Please make sure all of the clang VFS tests still pass before submitted this. VFS paths are inherently problematic with llvm::sys::path because they can legitimately be in a hybrid of Windows and Posix styles. Guessing the style from the first separator you see can be misleading, but I don't know whether that's ever wrong in this path.

Exactly which assertion is firing? Is it possible it's the assertion that's wrong?

@amccarth

The assert that I am getting is at line 1701 of VirtualFileSystem.cpp:

assert(!isTraversalComponent(*Start) &&
         !isTraversalComponent(From->getName()) &&
         "Paths should not contain traversal components");

path is C:/[path]/[to]/[build]/tools/clang/test/ClangScanDeps/Output/vfsoverlay.cpp.tmp.dir\\. (notice the trailing windows path separator)

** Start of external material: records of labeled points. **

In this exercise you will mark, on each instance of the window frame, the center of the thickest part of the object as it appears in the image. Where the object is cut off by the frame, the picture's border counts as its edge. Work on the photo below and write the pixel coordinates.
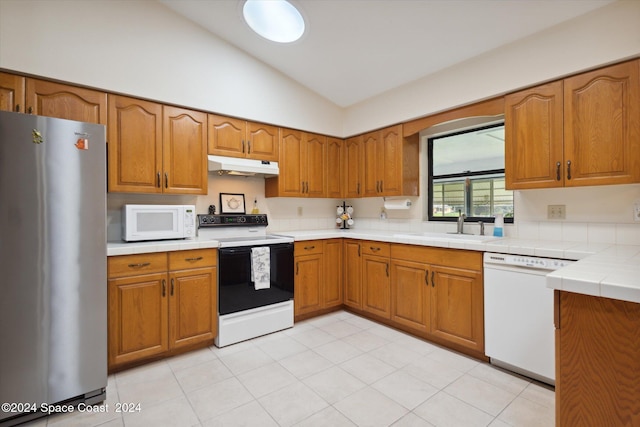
(468, 201)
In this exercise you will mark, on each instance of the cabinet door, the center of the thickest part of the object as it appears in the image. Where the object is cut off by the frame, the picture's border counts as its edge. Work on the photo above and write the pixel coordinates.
(226, 136)
(390, 161)
(262, 141)
(315, 165)
(353, 167)
(332, 260)
(308, 284)
(66, 102)
(185, 151)
(11, 93)
(410, 294)
(602, 118)
(291, 151)
(370, 165)
(335, 168)
(134, 132)
(352, 274)
(193, 306)
(138, 318)
(457, 308)
(533, 138)
(375, 280)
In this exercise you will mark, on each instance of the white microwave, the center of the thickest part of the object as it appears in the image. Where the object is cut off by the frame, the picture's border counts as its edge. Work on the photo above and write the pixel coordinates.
(158, 222)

The path is canonicalized on line 1688 of VirtualFileSystem.cpp in lookupPath. The canonicalization fails to remove the trailing '.' because it detects (using the same method I am using in my patch) that the file path has posix separators and it sees "vfsoverlay.cpp.tmp.dir\\." as one path component. Perhaps the real fix is to make canonicalize handle mixed separators? I'm guessing that canonicalize is implemented as it is for performance reasons? This comment in the body of canonicalize "Explicitly specifying the path style prevents the direction of the slashes from changing" leads me to believe that it is desirable that the path separators not be changed, so a new implementation would need to walk the entire string and fail if mixed separators are encountered, or llvm::sys::path::remove_dots needs to also be changed to have a mixed-separators version.

The test clang::test/ClangScanDeps/vfsoverlay.cpp causes this on my machine. It is unfortunate that for reasons beyond my comprehensions, I often get test failures on my machine that are not caught by the builders, so I have no idea why the builders don't see this. Perhaps they aren't running this test?

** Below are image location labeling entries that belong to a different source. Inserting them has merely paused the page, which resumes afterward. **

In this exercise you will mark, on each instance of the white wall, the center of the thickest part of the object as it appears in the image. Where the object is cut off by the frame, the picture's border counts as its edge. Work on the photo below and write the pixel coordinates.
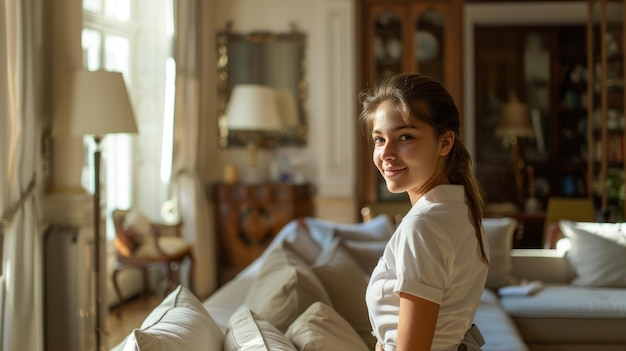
(330, 73)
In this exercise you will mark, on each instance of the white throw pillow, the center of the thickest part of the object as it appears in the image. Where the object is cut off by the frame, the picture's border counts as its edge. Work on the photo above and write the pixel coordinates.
(379, 228)
(597, 252)
(303, 244)
(320, 328)
(345, 284)
(248, 331)
(499, 232)
(285, 287)
(179, 322)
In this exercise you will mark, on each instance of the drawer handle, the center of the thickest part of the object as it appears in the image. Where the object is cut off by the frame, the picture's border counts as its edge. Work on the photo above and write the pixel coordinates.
(245, 237)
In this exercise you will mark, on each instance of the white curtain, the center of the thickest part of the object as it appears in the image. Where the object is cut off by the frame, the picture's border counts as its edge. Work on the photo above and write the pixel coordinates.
(187, 186)
(21, 316)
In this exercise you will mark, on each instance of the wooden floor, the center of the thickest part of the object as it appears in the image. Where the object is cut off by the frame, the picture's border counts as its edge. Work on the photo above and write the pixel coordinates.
(132, 314)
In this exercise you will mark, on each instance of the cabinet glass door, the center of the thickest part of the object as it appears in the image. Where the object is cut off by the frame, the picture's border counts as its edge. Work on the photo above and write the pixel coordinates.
(387, 45)
(607, 120)
(428, 41)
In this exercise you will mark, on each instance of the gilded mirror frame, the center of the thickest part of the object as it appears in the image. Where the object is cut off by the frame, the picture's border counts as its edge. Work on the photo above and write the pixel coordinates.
(294, 135)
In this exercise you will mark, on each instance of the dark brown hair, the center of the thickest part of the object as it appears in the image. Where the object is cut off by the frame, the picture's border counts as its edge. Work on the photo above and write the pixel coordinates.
(416, 96)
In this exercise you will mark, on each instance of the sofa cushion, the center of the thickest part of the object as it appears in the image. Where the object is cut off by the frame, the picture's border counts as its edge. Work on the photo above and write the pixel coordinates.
(597, 253)
(248, 331)
(499, 232)
(285, 287)
(498, 329)
(570, 314)
(345, 284)
(378, 228)
(321, 328)
(179, 322)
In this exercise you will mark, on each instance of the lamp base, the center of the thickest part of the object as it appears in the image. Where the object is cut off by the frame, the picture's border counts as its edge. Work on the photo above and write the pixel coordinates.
(253, 175)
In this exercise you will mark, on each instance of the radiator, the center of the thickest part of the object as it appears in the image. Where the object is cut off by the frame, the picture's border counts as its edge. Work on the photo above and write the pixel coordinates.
(69, 290)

Regardless, I think that using even a flawed method to detect what the default path separator should be might be better than just assuming native. Either it will be correct, or the path already had mixed separators, and it doesn't actually matter.

ctetreau abandoned this revision.Jun 3 2020, 3:34 PM

After some further investigation, I have come to believe that the root cause of the issue I am seeing is on line 783 of clang/lib/Lex/HeaderSearch.cpp. A path is constructed using string concatenation (dir + '/' + file), which is obviously not robust to the various issues in path construction. A fix had been committed and reverted back in 2015. Upon restoring the fix, I see that it causes several other test failures. Unfortunately, I do not have the bandwidth to fully resolve this issue myself, so I have opened a bug for it: https://bugs.llvm.org/show_bug.cgi?id=46187

While I still believe the issues I mentioned upthread should probably be addressed, they are much less pressing having discovered the root cause of my particular issue.

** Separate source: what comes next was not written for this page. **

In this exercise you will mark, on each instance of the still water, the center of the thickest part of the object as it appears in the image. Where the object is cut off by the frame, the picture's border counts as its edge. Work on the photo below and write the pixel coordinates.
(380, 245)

After some further investigation, I have come to believe that the root cause of the issue I am seeing is on line 783 of clang/lib/Lex/HeaderSearch.cpp. A path is constructed using string concatenation (dir + '/' + file), which is obviously not robust to the various issues in path construction. A fix had been committed and reverted back in 2015.

When I was fixing portability problems with VFS paths, I started out by trying to make paths canonical, and that always led to roadblocks. A clang developer told me that clang philosophically does not try to do any regularization of paths. It turns out that's actually key to making VFS paths viable. Since they can truly consist of a mix of styles, there is no "correct" canonical form. Once I took that approach, most of the VFS portability problems were simple to fix without inflicting collateral damage. So I'm not surprised that the 2015 "fix" causes problems.

I'm happy to look at future proposals, and I'll CC myself on that bug report. But since you've said you have other priorities now, I'll treat this patch as dormant.